Northwestern College art professor Emily Stokes will exhibit four series of her work—including “Stumbled Upon V,” a combination of linocut printmaking, digital imaging and acrylics on wood—in Te Paske Gallery Sept. 26 through Oct. 28.

Emily Stokes, an assistant professor of art at Northwestern College, will display her work in Northwestern’s Te Paske Gallery Sept. 26 through Oct. 28. An opening reception is scheduled for Monday, Sept. 26, at 7 p.m.

Stokes is calling her exhibit “Vigilant Being.” Her work takes cues from the ways in which artists have carefully staged coded imagery to build plural meanings or reveal aspects of their faith in their work. She draws from references as varied as Dutch Golden Age painters to 20th century Works Progress Administration-era artists. Recurrent iconography—such as haystacks, animals and ice—are choreographed with imaginative interpretations of her surroundings.

The show will include four series of work. Three of those series feature a combination of printmaking, painting, and in some cases, digital imaging. She first makes prints on paper, then mounts the prints on wood, cuts the wood into organic shapes, and adds drawing and painting. “Vigilant Being” will also include an in-progress sculptural work of interlocking wooden panels that features a panoramic scene.

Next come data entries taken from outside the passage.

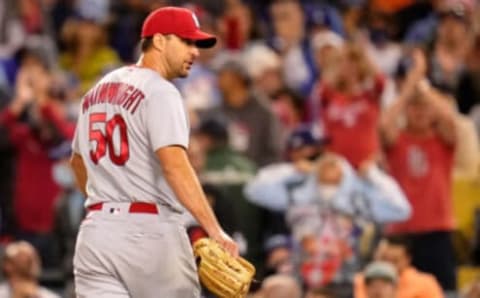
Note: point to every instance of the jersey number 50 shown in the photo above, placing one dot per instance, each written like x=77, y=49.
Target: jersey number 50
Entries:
x=118, y=157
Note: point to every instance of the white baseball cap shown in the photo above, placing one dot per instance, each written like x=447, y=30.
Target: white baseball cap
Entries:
x=327, y=38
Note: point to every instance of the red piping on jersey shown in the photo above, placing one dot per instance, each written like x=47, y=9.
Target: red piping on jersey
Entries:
x=135, y=207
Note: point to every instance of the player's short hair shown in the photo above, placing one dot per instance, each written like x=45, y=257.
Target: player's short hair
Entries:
x=146, y=43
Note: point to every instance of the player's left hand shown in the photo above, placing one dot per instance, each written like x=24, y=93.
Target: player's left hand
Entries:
x=226, y=242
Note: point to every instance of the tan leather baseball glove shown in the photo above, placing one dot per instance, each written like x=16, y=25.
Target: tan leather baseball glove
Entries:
x=221, y=273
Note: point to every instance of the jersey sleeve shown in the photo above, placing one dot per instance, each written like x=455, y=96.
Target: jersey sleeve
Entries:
x=166, y=119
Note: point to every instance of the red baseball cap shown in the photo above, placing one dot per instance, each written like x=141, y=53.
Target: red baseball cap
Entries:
x=179, y=21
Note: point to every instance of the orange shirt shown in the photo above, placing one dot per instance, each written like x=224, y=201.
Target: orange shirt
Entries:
x=423, y=167
x=351, y=121
x=411, y=284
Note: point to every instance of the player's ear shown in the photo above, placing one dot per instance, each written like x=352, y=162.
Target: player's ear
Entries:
x=159, y=42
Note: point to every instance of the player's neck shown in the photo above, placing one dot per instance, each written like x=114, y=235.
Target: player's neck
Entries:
x=149, y=61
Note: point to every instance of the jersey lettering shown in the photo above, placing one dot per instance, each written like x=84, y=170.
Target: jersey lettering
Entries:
x=124, y=95
x=105, y=140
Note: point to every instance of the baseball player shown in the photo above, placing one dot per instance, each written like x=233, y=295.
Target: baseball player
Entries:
x=129, y=157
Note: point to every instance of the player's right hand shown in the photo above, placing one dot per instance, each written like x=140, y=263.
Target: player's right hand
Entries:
x=226, y=242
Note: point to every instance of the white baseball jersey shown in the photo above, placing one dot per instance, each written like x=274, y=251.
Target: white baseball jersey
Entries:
x=123, y=120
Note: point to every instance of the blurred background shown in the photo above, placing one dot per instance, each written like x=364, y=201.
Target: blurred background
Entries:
x=337, y=141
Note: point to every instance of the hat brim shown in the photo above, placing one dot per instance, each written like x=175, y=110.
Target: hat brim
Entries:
x=202, y=40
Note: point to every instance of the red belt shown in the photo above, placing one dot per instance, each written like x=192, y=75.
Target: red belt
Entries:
x=135, y=207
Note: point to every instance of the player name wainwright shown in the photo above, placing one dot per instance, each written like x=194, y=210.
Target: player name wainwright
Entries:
x=120, y=94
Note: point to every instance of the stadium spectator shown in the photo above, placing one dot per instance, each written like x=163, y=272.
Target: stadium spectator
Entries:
x=280, y=286
x=380, y=280
x=228, y=171
x=450, y=49
x=291, y=40
x=350, y=106
x=326, y=207
x=279, y=259
x=420, y=157
x=36, y=125
x=87, y=55
x=263, y=65
x=411, y=283
x=21, y=268
x=12, y=33
x=252, y=126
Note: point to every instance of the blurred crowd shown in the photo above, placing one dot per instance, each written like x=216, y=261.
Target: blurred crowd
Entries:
x=337, y=141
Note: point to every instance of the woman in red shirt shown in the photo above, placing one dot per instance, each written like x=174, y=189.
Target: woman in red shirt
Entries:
x=420, y=157
x=348, y=98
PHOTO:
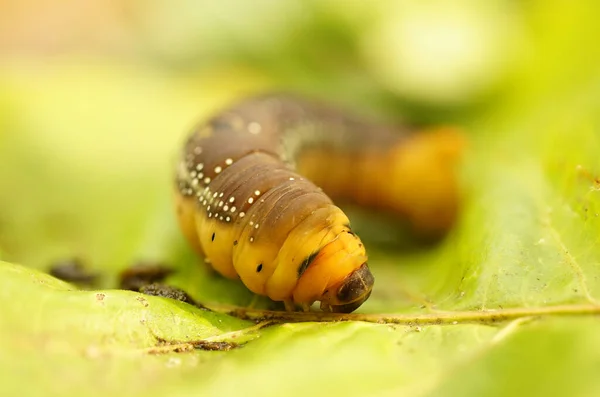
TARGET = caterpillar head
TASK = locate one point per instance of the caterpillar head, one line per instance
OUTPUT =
(350, 293)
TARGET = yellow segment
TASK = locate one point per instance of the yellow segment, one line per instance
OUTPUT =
(186, 216)
(335, 262)
(248, 255)
(218, 250)
(305, 239)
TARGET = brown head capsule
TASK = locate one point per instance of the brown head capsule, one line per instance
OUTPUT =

Stokes joined Northwestern’s faculty in 2011 after earning a Master of Fine Arts degree in printmaking from Arizona State University. Her work has been featured in juried printmaking and all-media exhibitions in 15 states ranging from New York to Washington and Louisiana to Minnesota. She won the purchase award at the 29th Annual McNeese Works on Paper juried exhibition and was selected for the Council of Independent Colleges Summer Seminar, “Dutch Art, Patrons and Markets,” at the High Museum of Art in Atlanta.

Stokes has served as a panelist at the Mid-American Print Council and the Southeastern College Art Association conferences. She has lectured as a visiting artist at Owens Community College in Toledo, Ohio, co-juried a student exhibition at Morningside College in Sioux City, and spent a summer as a resident artist at Wilson College in Chambersburg, Pa. She is also a member of the Orange City Arts Council.

Northwestern’s Te Paske Gallery is located in the Thea G. Korver Visual Arts Center, on Highway 10 at 214 8th Street SW in Orange City. Gallery hours are 8 a.m. to midnight Monday through Saturday and 1 p.m. to midnight Sunday.